Aggregator Specifications

The technical specifications of the news aggregator project

Specifications for News Aggregator project outlined at the Network X gathering

Purpose of project

To create a website that pulls in news feeds from multiple sources and aggregates them into a single source of reference for the user.

Essential specifications

The essential specifications for this project laid out at the Network X gathering held in Manchester on the weekend of 15/16th January 2011 are as follows:

  • Website will initially be English language
  • Website will Focused on anti-cuts content(for the launch), but with the plan to
  • expand in the future
  • The website will display user-filtered content: there is to be no editorial control, (however some degree of
  • moderation will need to be practised in an unobtrusive way)
  • The website is to be launched as soon as possible

Division of contributions to the project

The main areas of contribution required for development of this project are as follows

  • Tech and programming
  • Source finding for news resources
  • Web design
  • Promotion and publicity of the site, copy when it needs to be written
  • Feedback from people on matters of accessibility and aesthetics
  • Ongoing assistance to put tags on articles and content

Technical specifications for project

Design principles – essential

  • Ability to aggregate RSS/atom feeds from a multitude of sources into a single unified output
  • Ability for the user to filter that output into a personalised news feed
  • Must be simple to use
  • Must be initially deployable quickly with further enhancement and development continuing concurrently


Stage 1: Simple system produced that can aggregate feeds and display them to the user based on their preferences. System then handed to designers and usability group for testing.
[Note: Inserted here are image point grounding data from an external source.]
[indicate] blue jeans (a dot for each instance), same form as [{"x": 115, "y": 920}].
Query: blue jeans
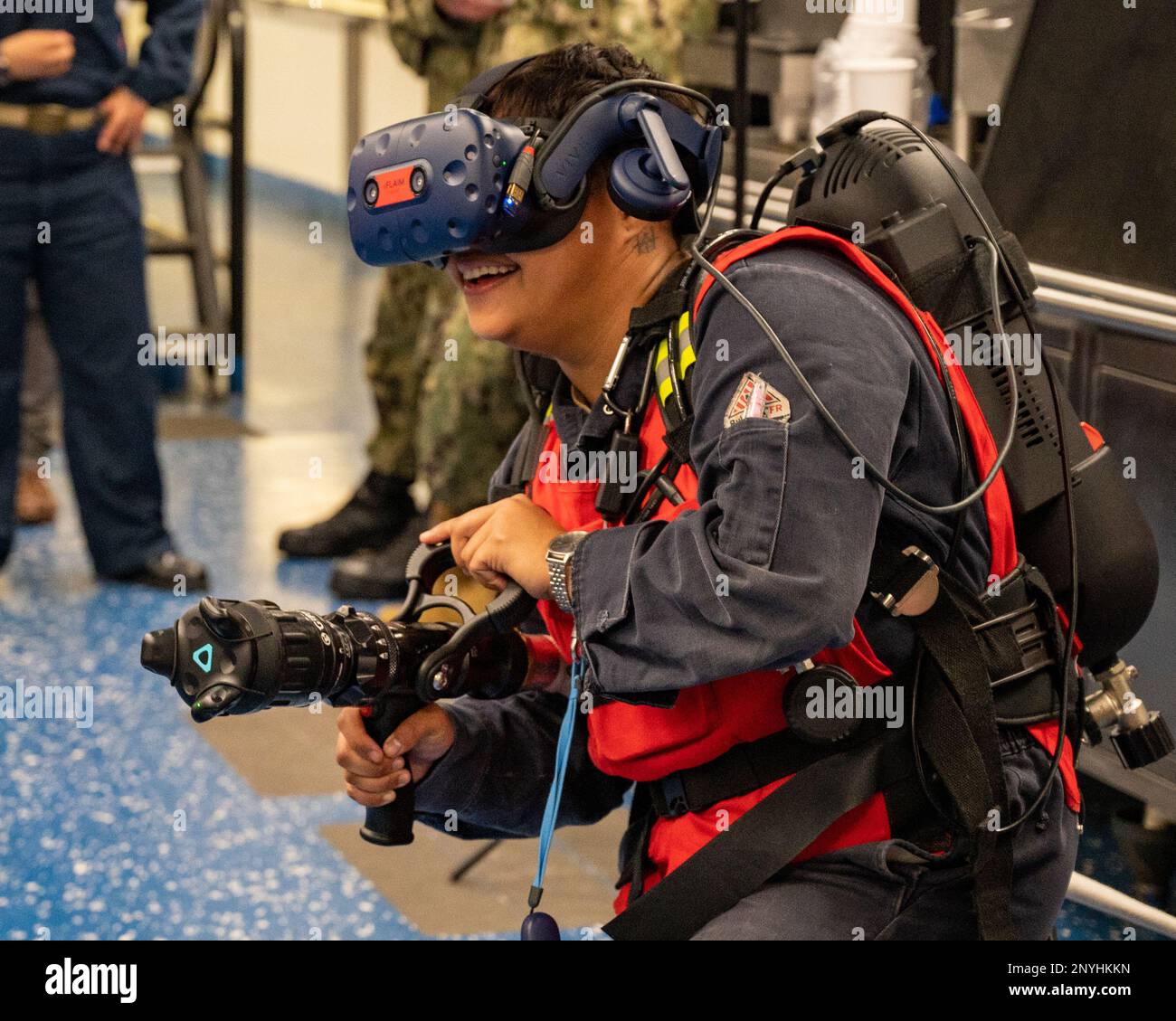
[
  {"x": 893, "y": 891},
  {"x": 70, "y": 222}
]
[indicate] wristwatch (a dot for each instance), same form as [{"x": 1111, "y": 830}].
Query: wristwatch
[{"x": 559, "y": 567}]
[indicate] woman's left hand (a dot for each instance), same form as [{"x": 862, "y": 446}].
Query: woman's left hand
[{"x": 500, "y": 543}]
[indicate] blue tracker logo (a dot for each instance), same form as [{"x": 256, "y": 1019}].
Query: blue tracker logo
[{"x": 92, "y": 980}]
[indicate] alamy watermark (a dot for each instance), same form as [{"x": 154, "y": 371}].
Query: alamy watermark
[
  {"x": 81, "y": 10},
  {"x": 589, "y": 466},
  {"x": 834, "y": 701},
  {"x": 215, "y": 349},
  {"x": 22, "y": 701},
  {"x": 889, "y": 10}
]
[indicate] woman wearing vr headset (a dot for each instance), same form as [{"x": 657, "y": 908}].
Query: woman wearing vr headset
[{"x": 751, "y": 568}]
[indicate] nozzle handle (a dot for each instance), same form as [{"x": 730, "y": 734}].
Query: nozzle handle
[{"x": 389, "y": 825}]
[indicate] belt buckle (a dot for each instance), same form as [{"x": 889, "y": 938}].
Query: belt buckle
[{"x": 47, "y": 119}]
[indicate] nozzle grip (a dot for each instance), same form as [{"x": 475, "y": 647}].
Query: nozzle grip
[{"x": 391, "y": 825}]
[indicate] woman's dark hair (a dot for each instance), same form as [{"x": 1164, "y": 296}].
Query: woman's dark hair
[
  {"x": 551, "y": 86},
  {"x": 552, "y": 83}
]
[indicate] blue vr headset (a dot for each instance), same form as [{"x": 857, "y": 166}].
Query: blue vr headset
[{"x": 458, "y": 180}]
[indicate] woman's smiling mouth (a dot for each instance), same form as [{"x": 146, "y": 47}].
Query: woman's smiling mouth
[{"x": 477, "y": 274}]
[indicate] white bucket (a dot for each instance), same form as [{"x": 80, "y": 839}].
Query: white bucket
[{"x": 882, "y": 82}]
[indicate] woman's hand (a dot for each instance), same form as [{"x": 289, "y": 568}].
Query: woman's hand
[
  {"x": 122, "y": 112},
  {"x": 371, "y": 773},
  {"x": 38, "y": 53},
  {"x": 500, "y": 543}
]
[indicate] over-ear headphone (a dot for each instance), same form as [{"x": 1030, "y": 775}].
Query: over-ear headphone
[
  {"x": 462, "y": 179},
  {"x": 650, "y": 181}
]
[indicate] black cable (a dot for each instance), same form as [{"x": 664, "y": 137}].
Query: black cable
[{"x": 835, "y": 426}]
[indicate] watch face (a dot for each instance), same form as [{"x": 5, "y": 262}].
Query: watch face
[{"x": 565, "y": 543}]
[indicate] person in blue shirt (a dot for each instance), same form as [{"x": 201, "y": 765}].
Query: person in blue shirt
[{"x": 71, "y": 113}]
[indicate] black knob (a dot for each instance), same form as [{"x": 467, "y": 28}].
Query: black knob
[
  {"x": 220, "y": 619},
  {"x": 157, "y": 652},
  {"x": 214, "y": 701},
  {"x": 1142, "y": 746}
]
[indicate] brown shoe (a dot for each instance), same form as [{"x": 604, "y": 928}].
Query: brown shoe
[{"x": 34, "y": 499}]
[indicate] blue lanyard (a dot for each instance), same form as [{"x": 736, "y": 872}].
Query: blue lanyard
[{"x": 563, "y": 751}]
Stage 2: Changes made based on feedback from these groups

Stage 3: Alpha version released and publicised

Stage 4: Gain feedback from wider user base of alpha release and incorporate recommended changes

Stage 5: Beta version release and wider publicity. Forum or other tool linked to project to ensure ongoing feedback possible

Stage 6: Full release schedule to be mapped. Enhancements to Indexing engine released as available

Technical components

The finished aggregator will be made up of several components described here. The components do not necessarily need to be part of a single CMS eg Drupal and could be developed seperately provided they are able to communicate with each other in a standards compliant way. The project as a whole could be developed as a single tech effort, or broken down into smaller components with distinct teams of geeks working on each.

Aggregation Engine Spec

The aggregation engine can be either a standalone component or part of a CMS and must be able to do the following

  • Retrieve feeds from other sources in RSS/Atom format
  • Retrieve tags and other metadata along with the feeds
  • Aggregate those feeds into a single output, preserving metadata and other XML and pass them to the Indexing Engine

Indexing Engine spec

The indexing engine will order and sort incoming data into the (most likely MySQL) database. It will handle linking additional metadata from external sources to articles that have been handed to it by the aggregation engine. It must be able to do the following:

  • Retrieve aggregated list of content from the aggregation engine
  • Directly alter the underlying database
  • Be able to link additional metadata to an article
  • Be able to construct database queries
  • Be able to index and sort data from a multitude of sources
  • Be able to order results of a search query by relevance
  • Return a list of results from the database that are relevantly linked to each other


FISE is an open source framework for semantic enhancement engines. Running FISE you can send English documents as plain text to the FISE server via a RESTful web interface and get back semantic annotations for this content. The annotations are computed using different “enhancement engines” which can be plugged into FISE. Depending on the active enhancement engines FISE will annotate e.g. people and places. The possibility exists for using FISE to enhance the metadata that is included by both the originating feed and user-generated tagging and provide relevant, linked output.

Search query handler

The search query handler will be responsible for constructing database queries from a number of sources including

  • Direct user searches (a search box)
  • User defined preferences
  • knowledge of user preferences gained from previous sessions

User interface

The user interface design will be led by user feedback. The core requirements for the user interface are that it is as simple as possible to use and understand.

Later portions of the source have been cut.